STANFORD -- The search for a successor to President Donald Kennedy probably will begin formally in early- to mid-October, according to Board of Trustees President James C. Gaither.

In the meantime, at Gaither's request, a group of trustees and faculty members is studying search alternatives for consideration by the full board at its Sept. 16-17 meeting.

As one of its first tasks, the ad hoc Committee on Presidential Selection Process, headed by trustee Dr. Linda Hawes Clever, is soliciting faculty opinion on how to organize the search. A letter was to go out this week to academic council members, she said.

The ad hoc committee is limiting its work to discussion of how the search might be conducted. Defining a job description, qualifications and qualities trustees will seek in Stanford's new president will come later, Clever said.

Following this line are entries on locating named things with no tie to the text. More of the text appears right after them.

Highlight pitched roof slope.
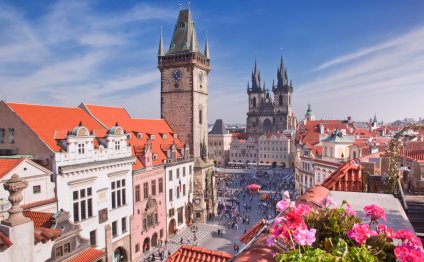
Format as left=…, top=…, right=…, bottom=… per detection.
left=81, top=104, right=184, bottom=169
left=65, top=247, right=105, bottom=262
left=0, top=158, right=25, bottom=178
left=209, top=119, right=228, bottom=135
left=6, top=103, right=105, bottom=151
left=166, top=245, right=233, bottom=262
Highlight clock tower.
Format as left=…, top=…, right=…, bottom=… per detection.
left=158, top=9, right=216, bottom=221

"Any proposals are fair game," Clever said.

She outlined a broad-based process of "inclusiveness" in the search for an "Olympian leader who can do the decathlon."

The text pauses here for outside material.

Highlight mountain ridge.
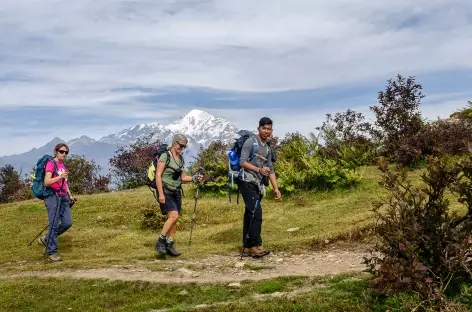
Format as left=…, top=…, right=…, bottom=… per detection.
left=0, top=109, right=238, bottom=174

However, Clever also expressed concern about how the trustees can conduct a search with wide participation and community awareness, yet maintain confidentiality for candidates. The confidentiality issue, she said, will "affect the size and structure" of the process.

Two of the search alternatives under discussion include: 1) a single medium-size committee representing all constituencies, and 2) dual committees with a faculty-student-alumni group closely consulting with a trustee committee.

"We want the broadest representation," Clever said. "Age diversity is on people's minds, as well as all other kinds of diversity."

Clever predicted a "massive job at the front end to get all kinds of perspectives," but a small number of people "involved in the last stage of evaluating specific candidates."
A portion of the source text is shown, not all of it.